Northern Trust soars above financial turmoil

Over the past 18 months, several banks around the country have posted huge losses, largely related to the collapse of the subprime housing market, the near complete slowdown in residential and commercial real estate and a subsequent credit crunch.

Many local banks have felt the pain as well. In the second quarter of 2008 alone, Milwaukee-based Marshall & Ilsley Corp. posted a $483 million loss, while Green Bay-based Associated Banc-Corp had $59 million in loan losses during the same time frame.

However, some banks and financial institutions have steered clear of the housing-related woes by catering to high net-worth individuals, focusing on asset management and trusts.

Chicago-based Northern Trust Co. is one example of a bank that has escaped the carnage thus far.

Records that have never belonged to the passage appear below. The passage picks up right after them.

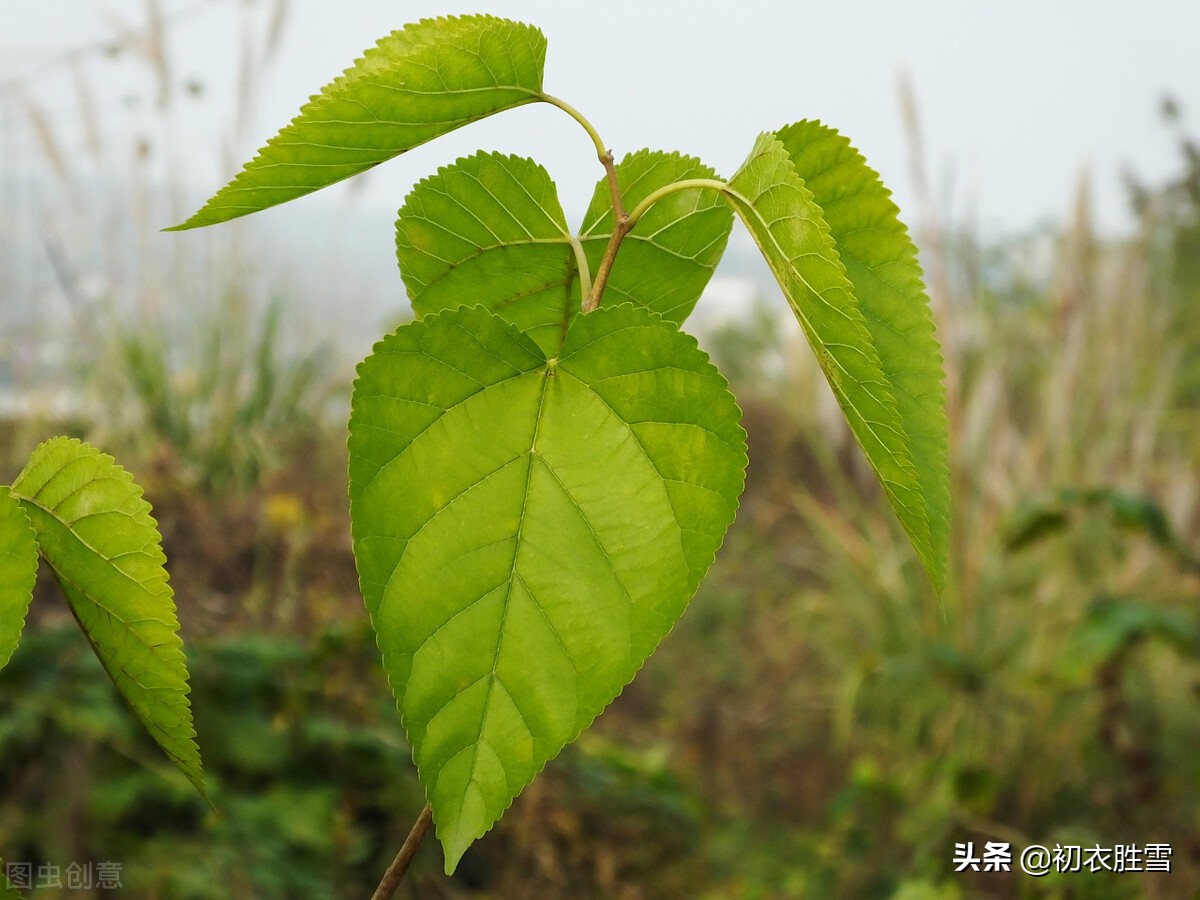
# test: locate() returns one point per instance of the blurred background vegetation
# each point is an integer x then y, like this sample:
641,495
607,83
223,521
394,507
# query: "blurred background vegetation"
817,725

The company posted second quarter net income of $215.6 million in mid-July, compared with $206.9 million in income the year before. Its quarterly net revenues were $1.09 billion, a 24-percent increase from the second quarter in 2007.

“Northern Trust has been well insulated from the fallout amongst financial institutions,” said James Kuehn, president and chief executive officer of Northern Trust-Wisconsin. “We’re not immune to everything – if (the fallout) continues to ripple through to investment-grade securities and other vehicles, we will be impacted. But that’s not our current way of thinking.”

Northern Trust also has benefited because it did not invest heavily in securities related to the housing market, Kuehn said.

“We don’t have any products to sell to our clients,” he said. “We have no inventory. And from a personal investment management standpoint, we’re always looking for the best securities.”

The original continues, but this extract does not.